Folding Graphene Film Yields High Areal Energy Storage in Lithium-Ion Batteries

We show that a high energy density can be achieved in a practical manner with freestanding electrodes without using conductive carbon, binders, and current collectors. We made and used a folded graphene composite electrode designed for a high areal capacity anode. The traditional thick graphene composite electrode, such as made by filtering graphene oxide to create a thin film and reducing it such as through chemical or thermal methods, has sluggish reaction kinetics. Instead, we have made and tested a thin composite film electrode that was folded several times using a water-assisted method; it provides a continuous electron transport path in the fold regions and introduces more channels between the folded layers, which significantly enhances the electron/ion transport kinetics.

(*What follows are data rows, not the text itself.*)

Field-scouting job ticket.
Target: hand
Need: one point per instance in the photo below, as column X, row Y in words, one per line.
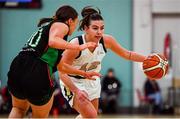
column 90, row 75
column 81, row 95
column 87, row 45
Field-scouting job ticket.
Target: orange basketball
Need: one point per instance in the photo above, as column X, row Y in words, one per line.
column 155, row 66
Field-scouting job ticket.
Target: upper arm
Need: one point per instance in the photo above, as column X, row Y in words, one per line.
column 69, row 55
column 58, row 30
column 112, row 44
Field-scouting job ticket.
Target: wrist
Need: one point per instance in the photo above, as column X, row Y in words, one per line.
column 75, row 90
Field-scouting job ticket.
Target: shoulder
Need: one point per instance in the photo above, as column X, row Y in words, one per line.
column 77, row 40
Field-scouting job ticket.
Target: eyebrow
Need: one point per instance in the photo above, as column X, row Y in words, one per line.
column 97, row 26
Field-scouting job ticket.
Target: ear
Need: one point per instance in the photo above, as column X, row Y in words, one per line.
column 86, row 28
column 70, row 21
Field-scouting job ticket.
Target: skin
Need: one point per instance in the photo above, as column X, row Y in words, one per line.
column 93, row 33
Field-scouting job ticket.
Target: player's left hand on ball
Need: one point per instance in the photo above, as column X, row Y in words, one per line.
column 90, row 75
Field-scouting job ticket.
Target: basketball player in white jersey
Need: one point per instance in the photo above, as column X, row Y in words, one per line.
column 89, row 60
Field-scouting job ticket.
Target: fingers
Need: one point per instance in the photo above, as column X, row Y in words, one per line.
column 91, row 44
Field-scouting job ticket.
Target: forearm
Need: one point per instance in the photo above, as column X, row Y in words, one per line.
column 59, row 43
column 66, row 68
column 133, row 56
column 67, row 81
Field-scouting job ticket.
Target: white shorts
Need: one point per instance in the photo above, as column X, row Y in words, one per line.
column 92, row 87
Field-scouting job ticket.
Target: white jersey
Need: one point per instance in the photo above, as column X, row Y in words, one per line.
column 87, row 61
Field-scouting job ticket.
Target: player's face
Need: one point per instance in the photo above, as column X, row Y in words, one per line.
column 73, row 25
column 95, row 30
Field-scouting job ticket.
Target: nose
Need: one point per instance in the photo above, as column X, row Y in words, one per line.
column 99, row 31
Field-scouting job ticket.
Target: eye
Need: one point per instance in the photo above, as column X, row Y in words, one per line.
column 95, row 28
column 102, row 28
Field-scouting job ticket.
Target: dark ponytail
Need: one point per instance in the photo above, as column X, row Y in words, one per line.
column 44, row 20
column 89, row 13
column 62, row 14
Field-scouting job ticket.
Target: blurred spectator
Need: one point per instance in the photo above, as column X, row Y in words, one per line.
column 110, row 92
column 152, row 91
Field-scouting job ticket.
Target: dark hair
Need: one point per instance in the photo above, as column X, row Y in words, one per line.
column 62, row 14
column 89, row 13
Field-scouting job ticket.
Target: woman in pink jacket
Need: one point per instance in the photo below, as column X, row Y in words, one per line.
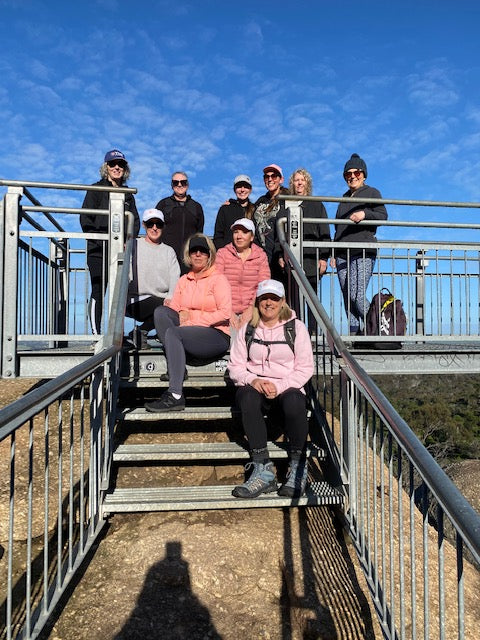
column 195, row 321
column 269, row 372
column 245, row 264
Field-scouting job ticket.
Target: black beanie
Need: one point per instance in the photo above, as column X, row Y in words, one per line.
column 356, row 162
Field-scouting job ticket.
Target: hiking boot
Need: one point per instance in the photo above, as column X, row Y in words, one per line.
column 261, row 480
column 165, row 376
column 166, row 403
column 296, row 482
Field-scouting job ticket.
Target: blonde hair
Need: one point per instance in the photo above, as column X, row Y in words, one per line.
column 284, row 315
column 186, row 253
column 308, row 180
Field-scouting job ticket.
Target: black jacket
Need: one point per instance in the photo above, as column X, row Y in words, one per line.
column 226, row 216
column 359, row 233
column 101, row 200
column 264, row 217
column 182, row 219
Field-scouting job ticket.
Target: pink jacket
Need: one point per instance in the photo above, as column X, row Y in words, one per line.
column 276, row 362
column 243, row 276
column 207, row 298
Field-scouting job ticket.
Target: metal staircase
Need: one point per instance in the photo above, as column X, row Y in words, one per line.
column 208, row 435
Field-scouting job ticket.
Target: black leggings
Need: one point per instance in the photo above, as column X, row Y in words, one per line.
column 98, row 269
column 292, row 404
column 201, row 342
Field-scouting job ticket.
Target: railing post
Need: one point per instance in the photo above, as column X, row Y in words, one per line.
column 295, row 241
column 116, row 239
column 2, row 283
column 420, row 263
column 9, row 284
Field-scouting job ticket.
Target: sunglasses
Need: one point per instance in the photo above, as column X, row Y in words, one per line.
column 117, row 163
column 352, row 174
column 154, row 223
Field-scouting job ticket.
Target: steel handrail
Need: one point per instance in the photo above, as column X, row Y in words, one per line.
column 455, row 505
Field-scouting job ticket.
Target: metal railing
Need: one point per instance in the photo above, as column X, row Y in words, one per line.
column 55, row 447
column 50, row 305
column 417, row 538
column 438, row 281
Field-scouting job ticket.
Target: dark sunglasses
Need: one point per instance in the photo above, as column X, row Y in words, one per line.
column 352, row 174
column 199, row 250
column 117, row 163
column 154, row 223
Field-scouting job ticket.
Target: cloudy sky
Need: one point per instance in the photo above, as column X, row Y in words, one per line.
column 221, row 88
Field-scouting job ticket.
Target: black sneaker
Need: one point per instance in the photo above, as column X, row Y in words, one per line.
column 165, row 376
column 166, row 403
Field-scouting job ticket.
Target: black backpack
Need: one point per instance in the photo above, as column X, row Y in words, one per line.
column 288, row 330
column 386, row 317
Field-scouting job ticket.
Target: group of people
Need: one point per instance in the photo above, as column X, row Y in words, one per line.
column 205, row 297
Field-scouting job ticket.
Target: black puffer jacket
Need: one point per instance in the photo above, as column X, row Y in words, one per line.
column 182, row 219
column 226, row 216
column 91, row 223
column 361, row 233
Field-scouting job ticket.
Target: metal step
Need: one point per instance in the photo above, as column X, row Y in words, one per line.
column 189, row 413
column 200, row 451
column 210, row 497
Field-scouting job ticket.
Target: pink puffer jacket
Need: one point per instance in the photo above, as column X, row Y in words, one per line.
column 243, row 276
column 207, row 298
column 275, row 362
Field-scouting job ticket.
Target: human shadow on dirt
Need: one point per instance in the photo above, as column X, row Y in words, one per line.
column 166, row 607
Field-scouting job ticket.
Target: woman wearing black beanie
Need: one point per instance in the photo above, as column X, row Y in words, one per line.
column 355, row 264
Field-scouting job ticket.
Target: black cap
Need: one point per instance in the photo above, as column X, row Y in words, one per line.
column 356, row 162
column 199, row 242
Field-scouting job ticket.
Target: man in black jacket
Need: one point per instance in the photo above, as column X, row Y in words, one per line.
column 115, row 172
column 183, row 216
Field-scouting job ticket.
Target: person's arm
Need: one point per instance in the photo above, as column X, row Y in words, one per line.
column 87, row 220
column 176, row 300
column 303, row 361
column 200, row 218
column 219, row 231
column 173, row 273
column 238, row 362
column 223, row 306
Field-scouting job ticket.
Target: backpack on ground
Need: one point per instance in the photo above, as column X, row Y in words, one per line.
column 386, row 317
column 288, row 331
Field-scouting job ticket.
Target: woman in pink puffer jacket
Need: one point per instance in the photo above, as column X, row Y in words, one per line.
column 271, row 373
column 245, row 265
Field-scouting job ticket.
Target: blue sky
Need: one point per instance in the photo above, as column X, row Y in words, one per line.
column 217, row 89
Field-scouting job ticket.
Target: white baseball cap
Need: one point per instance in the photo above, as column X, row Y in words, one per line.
column 150, row 214
column 271, row 286
column 245, row 223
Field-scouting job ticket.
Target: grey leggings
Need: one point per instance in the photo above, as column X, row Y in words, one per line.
column 201, row 342
column 354, row 276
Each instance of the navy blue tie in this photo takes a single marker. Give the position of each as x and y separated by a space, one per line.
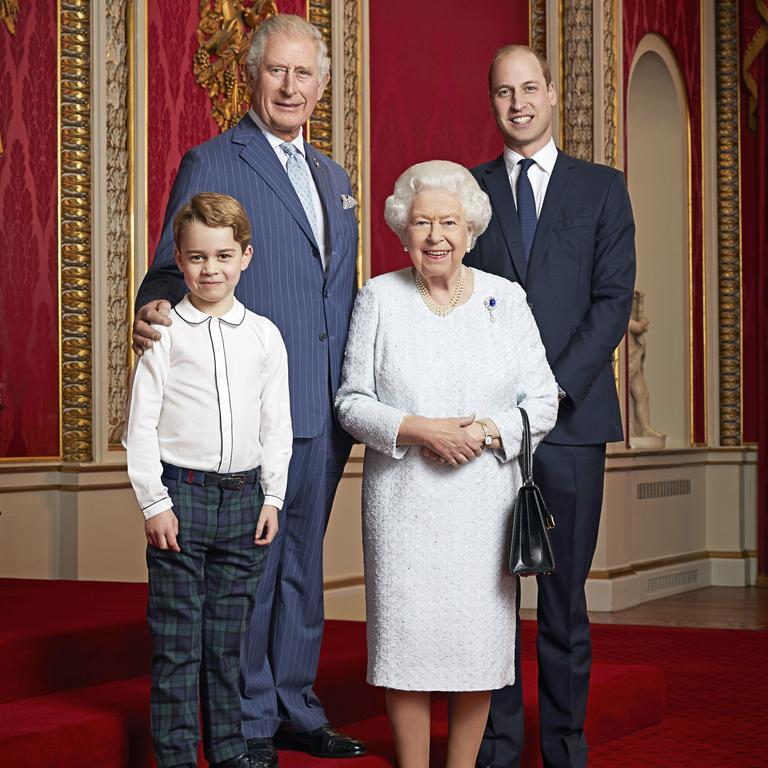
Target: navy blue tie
526 205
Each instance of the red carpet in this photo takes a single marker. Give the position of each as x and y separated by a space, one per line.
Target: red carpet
73 656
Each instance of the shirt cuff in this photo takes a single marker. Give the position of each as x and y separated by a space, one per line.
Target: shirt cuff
273 500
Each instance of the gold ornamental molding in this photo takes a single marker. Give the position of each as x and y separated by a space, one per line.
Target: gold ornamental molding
728 231
537 32
120 210
353 112
75 229
576 91
610 85
224 34
320 125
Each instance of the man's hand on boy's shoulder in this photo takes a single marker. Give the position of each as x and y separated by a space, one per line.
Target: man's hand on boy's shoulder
266 528
162 530
158 312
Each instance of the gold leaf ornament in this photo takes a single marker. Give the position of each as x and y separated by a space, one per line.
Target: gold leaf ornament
224 35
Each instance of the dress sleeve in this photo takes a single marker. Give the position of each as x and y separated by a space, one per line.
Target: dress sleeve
358 407
537 389
141 439
275 433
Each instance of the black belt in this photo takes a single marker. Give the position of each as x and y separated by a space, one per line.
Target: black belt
233 481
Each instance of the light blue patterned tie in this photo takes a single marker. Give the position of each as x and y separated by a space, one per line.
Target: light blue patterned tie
298 173
526 206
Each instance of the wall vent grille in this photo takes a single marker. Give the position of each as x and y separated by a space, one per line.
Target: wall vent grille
661 489
673 581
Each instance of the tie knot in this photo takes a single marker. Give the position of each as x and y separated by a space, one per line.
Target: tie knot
525 164
289 149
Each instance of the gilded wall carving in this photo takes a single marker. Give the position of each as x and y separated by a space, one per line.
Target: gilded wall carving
538 23
224 33
75 222
119 207
353 111
576 80
610 91
320 128
729 267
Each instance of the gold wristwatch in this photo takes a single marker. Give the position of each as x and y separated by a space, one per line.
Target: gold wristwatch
488 437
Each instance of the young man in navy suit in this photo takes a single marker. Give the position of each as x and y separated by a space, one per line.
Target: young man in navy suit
302 278
563 229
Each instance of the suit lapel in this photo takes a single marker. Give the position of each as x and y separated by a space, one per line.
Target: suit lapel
323 183
260 156
553 202
500 192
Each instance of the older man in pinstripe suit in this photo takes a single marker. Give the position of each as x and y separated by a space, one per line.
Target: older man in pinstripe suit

A fold electrode consisting of SnO2/graphene with high areal loading of 5 mg cm–2 has a high areal capacity of 4.15 mAh cm–2, well above commercial graphite anodes (2.50–3.50 mAh cm–2), while the thickness is maintained as low as ∼20 μm. The fold electrode shows stable cycling over 500 cycles at 1.70 mA cm–2 and improved rate capability compared to thick electrodes with the same mass loading but without folds. A full cell of fold electrode coupled with LiCoO2 cathode was assembled and delivered an areal capacity of 2.84 mAh cm–2 after 300 cycles. This folding strategy can be extended to other electrode materials and rechargeable batteries.